Beware Of Self Proclaimed Certification Labels

The CE Offender

CE, you’ve probably seen the mark before. You’ll find this mark among certification labels on a myriad of electronics. But how many of us know what it is? For example, did you know that CE isn’t a certification at all?

The CE marking is a self-identifying mark that manufacturers place on their products to declare that they are in compliance with the standards of Conformité Européenne (meaning: European Community). The CE mark is used to identify electrical products that are said, and the keyword here is “said”, to fall under the expectations set by European legislation.

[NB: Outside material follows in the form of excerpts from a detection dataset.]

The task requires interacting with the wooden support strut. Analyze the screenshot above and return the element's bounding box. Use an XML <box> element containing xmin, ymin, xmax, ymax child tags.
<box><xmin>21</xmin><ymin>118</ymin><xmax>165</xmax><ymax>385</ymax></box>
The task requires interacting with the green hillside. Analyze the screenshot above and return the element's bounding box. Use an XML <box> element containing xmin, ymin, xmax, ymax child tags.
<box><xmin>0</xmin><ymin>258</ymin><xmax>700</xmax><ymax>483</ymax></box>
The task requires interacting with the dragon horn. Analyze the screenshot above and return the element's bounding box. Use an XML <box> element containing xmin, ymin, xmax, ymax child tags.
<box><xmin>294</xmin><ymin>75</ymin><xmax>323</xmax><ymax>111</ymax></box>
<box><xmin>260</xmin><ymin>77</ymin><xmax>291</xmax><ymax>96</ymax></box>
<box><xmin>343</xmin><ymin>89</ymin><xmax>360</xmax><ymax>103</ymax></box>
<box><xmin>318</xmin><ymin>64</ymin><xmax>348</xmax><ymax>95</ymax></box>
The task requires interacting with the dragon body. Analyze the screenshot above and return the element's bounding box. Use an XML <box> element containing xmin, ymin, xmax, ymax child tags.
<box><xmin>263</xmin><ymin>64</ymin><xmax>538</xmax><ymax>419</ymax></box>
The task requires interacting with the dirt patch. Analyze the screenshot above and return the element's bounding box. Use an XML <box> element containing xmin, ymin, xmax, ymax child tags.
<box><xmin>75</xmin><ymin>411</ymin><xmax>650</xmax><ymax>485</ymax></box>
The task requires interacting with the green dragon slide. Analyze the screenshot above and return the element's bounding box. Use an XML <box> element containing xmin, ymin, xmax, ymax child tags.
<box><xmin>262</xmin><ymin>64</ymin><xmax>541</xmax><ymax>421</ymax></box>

However, the unfortunate downside for consumers is that some manufacturers will use this mark as a pseudo certification. Remember, CE is a self-proclaimed mark of compliance. There are no protocols, no testing, and no third-party validation necessary for a product to bare the CE mark. Any manufacturer can stamp it on their product as a claim to safety, but that claim only goes as far as the manufacturer’s word. In other words, the CE mark alone should offer no reassure to a consumer that the product is safe or efficient at what it does. So if you’re considering the purchase of a product that boasts nothing more than a CE mark, you should really reconsider ever getting it in the first place.

 

The National Electrical Code (Another Misused Mark)

It sounds very legitimate; doesn’t it—the National Electrical Code? But the misuse of this code is even more ridiculous than the first. This common reference is abbreviated as NEC, and is also used by some manufacturers to provide customer assurance where it isn’t warranted. The problem with touting compliance with the National Electrical Code for electronics is the simple fact that it is entirely irrelevant.

The reason for the irrelevance is the fact that the National Electric Code is used as a compliance measure for wiring commercial and residential buildings with electricity. That’s right, buildings. Now how absurd would it be for an electronics manufacturer to say their product complies with the National Electrical Code? The moral of the story, beware of self-proclaimed certification labels.